2) Unitary Development Plans (UDPs)

Local councils can only make planning decisions in line with their UDP policies or else see their decisions overturned on appeal. To use the planning law to prevent undesirable concentrations of late night activity, local authorities must establish new policies in their UDP, which must then go to public inquiry. A dynamic late night economy requires a more flexible and dynamic response than is available through the planning policy process. Many A3 uses have been granted in the past on the basis that their hours could be controlled through licensing. Unless these existing premises are required to seek a new planning permission (which is inconceivable), the authority will have no ability to prevent a significant increase in late night drinking from these premises in areas that already face significant crime and disorder issues.

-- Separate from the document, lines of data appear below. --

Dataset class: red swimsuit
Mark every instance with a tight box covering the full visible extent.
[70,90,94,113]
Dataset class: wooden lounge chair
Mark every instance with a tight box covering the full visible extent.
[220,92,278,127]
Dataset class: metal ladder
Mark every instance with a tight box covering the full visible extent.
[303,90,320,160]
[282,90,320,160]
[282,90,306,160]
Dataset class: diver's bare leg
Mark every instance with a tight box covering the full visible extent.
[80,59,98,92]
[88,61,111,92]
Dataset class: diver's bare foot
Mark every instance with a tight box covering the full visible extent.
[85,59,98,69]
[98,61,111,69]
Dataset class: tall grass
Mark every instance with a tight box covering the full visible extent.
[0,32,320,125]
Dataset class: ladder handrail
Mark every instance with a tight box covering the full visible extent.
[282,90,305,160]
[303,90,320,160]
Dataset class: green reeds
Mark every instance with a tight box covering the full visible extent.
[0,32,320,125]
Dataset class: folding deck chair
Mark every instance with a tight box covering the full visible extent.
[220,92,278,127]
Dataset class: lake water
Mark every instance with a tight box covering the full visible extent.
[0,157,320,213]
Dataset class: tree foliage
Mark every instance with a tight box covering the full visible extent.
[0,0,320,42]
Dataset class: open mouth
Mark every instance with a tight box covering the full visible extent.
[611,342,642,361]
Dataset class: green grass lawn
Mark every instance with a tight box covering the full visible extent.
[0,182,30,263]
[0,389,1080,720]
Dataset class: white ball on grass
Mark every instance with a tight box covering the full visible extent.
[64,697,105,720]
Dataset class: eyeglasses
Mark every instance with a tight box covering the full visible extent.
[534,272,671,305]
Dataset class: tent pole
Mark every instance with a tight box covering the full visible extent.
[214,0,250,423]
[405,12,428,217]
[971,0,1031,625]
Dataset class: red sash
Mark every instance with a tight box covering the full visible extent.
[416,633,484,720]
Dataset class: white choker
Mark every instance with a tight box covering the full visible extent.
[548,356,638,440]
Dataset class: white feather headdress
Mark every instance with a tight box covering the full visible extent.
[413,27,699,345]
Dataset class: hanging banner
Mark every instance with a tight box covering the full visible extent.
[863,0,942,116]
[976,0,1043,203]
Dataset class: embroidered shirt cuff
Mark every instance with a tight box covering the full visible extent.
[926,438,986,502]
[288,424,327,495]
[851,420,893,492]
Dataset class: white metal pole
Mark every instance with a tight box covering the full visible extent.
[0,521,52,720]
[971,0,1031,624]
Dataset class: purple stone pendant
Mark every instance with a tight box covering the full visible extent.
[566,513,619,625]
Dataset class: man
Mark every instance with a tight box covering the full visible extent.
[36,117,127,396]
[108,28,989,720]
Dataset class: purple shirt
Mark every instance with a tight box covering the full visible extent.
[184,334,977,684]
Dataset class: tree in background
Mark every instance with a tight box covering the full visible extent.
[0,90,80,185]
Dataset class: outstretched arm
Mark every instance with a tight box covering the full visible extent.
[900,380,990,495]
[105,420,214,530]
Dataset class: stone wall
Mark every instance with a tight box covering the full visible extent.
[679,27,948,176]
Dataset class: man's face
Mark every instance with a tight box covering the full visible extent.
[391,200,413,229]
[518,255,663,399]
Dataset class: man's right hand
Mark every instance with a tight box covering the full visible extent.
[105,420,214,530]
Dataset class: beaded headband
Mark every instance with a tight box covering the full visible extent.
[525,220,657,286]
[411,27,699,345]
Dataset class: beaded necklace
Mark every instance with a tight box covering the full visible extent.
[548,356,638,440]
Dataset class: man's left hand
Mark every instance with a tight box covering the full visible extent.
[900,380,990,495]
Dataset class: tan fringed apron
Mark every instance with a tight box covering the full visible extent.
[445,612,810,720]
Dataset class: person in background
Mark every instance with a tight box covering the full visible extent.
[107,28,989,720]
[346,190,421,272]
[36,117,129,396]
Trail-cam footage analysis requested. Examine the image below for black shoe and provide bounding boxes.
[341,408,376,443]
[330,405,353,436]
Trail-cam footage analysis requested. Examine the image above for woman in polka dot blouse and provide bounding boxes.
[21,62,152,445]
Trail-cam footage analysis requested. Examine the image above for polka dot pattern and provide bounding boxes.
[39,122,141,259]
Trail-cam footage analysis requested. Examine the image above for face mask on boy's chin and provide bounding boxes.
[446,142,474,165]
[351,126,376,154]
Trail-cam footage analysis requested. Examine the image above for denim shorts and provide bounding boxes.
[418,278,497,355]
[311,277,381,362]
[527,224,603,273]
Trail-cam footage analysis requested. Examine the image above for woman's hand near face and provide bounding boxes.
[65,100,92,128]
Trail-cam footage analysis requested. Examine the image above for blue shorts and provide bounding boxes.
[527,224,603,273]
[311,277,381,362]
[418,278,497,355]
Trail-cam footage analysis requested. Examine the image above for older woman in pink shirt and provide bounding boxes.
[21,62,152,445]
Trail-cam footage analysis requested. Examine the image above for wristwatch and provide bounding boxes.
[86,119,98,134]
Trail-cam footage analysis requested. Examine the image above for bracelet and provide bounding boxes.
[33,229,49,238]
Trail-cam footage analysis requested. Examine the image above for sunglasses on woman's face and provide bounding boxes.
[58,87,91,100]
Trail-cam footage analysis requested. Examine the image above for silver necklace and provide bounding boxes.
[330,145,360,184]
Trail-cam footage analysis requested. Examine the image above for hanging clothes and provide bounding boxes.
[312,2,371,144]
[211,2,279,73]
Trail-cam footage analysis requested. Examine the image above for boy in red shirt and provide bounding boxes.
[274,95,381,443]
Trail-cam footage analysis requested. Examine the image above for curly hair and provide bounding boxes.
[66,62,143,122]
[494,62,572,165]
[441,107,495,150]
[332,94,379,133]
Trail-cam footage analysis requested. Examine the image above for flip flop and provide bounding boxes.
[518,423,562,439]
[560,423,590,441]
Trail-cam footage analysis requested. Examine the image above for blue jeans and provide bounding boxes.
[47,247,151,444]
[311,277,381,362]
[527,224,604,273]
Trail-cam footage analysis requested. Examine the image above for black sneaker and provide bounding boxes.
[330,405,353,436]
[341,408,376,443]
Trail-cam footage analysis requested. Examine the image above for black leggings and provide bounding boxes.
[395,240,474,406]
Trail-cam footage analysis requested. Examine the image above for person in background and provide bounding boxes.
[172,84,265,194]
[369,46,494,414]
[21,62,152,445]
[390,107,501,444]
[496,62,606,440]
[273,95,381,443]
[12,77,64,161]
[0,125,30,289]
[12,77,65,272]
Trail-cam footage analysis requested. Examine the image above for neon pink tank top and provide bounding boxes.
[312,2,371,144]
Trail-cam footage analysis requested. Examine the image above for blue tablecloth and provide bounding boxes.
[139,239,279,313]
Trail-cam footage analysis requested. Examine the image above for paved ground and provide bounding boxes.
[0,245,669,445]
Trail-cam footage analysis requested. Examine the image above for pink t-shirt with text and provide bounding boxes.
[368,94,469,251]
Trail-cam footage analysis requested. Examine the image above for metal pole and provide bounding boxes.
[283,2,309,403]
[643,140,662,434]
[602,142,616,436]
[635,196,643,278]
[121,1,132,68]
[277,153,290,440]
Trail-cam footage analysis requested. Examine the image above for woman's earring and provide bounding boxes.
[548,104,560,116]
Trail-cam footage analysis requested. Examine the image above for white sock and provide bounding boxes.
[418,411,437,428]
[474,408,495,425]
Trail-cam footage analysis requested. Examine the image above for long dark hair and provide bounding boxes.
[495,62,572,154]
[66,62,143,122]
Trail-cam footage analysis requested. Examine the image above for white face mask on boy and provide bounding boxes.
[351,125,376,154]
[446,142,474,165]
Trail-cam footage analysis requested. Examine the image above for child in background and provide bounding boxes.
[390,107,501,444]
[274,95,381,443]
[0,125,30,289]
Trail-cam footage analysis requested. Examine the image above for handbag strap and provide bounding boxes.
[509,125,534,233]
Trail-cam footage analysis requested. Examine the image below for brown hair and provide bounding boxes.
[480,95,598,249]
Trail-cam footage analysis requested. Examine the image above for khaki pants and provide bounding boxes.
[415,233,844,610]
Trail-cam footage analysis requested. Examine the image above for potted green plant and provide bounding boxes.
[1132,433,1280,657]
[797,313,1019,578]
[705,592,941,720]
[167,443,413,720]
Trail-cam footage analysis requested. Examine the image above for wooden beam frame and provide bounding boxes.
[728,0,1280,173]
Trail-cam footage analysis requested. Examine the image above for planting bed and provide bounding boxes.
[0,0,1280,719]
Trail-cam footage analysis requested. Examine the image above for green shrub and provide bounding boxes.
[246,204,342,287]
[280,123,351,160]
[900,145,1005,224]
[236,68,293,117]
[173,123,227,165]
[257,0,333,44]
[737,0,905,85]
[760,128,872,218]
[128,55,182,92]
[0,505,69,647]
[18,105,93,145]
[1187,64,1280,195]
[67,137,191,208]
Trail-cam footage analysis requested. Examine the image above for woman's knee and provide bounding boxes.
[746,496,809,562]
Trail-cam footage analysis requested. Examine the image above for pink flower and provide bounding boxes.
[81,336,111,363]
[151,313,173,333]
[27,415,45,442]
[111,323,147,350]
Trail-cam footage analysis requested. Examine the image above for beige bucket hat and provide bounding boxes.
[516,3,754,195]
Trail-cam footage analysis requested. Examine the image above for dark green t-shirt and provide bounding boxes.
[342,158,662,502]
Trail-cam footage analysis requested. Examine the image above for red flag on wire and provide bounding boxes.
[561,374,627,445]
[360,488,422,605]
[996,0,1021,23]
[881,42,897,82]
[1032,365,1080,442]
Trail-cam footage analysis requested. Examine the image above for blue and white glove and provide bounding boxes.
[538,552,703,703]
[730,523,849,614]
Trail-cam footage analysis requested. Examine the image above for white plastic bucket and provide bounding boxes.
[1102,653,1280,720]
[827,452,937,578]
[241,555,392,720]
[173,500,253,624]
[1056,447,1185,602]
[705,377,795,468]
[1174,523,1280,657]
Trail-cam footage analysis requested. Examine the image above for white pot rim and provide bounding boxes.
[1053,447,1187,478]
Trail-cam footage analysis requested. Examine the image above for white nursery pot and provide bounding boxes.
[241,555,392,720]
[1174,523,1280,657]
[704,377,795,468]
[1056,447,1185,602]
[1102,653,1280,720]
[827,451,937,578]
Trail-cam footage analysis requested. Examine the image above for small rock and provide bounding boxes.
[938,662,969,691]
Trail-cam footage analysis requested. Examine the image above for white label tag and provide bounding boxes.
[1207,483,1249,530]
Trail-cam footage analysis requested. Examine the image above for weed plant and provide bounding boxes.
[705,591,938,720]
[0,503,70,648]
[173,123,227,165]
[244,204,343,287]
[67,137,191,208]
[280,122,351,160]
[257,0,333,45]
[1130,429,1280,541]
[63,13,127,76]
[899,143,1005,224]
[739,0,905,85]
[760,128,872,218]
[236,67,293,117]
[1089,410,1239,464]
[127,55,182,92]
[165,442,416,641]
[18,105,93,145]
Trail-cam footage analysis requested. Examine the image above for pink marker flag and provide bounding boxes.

Case Study: Westminster City Council is currently updating its UDP, which is being considered by a planning inquiry. In line with Government suggestions it is designating stress areas where it believes there is already too great a concentration of late night licenses. One of the principal objectors to this policy is the licensed trade, which is arguing in its submission that these are matters for licensing rather than planning policy!

3) Planning Enforcement

The powers to enforce against planning breaches are far weaker than in breaches of license conditions. If a premises changes use without planning permission, for example by changing from a shop into a bar, the local authority can serve a notice on the owner. But the premises may trade quite lawfully nevertheless. The notice can be appealed, or the premises can seek retrospective planning permission and then appeal a refusal to issue consent. By playing the system it is perfectly possible for premises to stay in business for eighteen months before the process reaches its conclusion, trading lawfully all the while. Under the new Licensing Bill, such a premises would also be entitled to a 24-hour license regardless of the planning position.

Case study: a Class A1 retail premises in Soho began operating in breach of planning control as a Class A3 cafe/restaurant in 1998. Following warnings from the planning enforcement team the business closed down. The A3 use then later reopened under new owners but again closed promptly following threats of enforcement action. When it reopened a third time under yet more new owners in January 2000, these owners said they proposed to bring the operation within a sandwich bar use which would fall within the lawful Class A1 use. They submitted an application for a Certificate of Lawfulness for a Proposed Use in order to establish beyond doubt that what they proposed would constitute an Al use. After some negotiation a Certificate was issued. However they did not operate in accordance with the certificate but continued to operate as a Class A3 cafe/restaurant. When threatened with the issue of an enforcement notice they submitted applications to keep the cafe/restaurant use and for tables and chairs outside the premises. The applications were refused and authority to issue enforcement notices against both matters was obtained at the same time. The owners appealed however and a decision is expected in December this year. Despite enforcement action, for the greater part of the period 1998 to date the unauthorised use has traded in breach of planning control.

Conclusion

It will be seen that planning legislation alone currently provides little protection for authorities seeking to manage the late night economy. Until there is a change in Use Classes Orders to categorise bars and nightclubs as a use in their own right separate from restaurants and other entertainment uses, and without far more effective enforcement powers, local authorities must be able to rely on a cumulative impact policy as part of its local licensing statement to ensure safe and attractive town centres. Even then, planning will only provide controls over new premises in new locations rather than the thousands of existing premises to which new licensing hours will apply.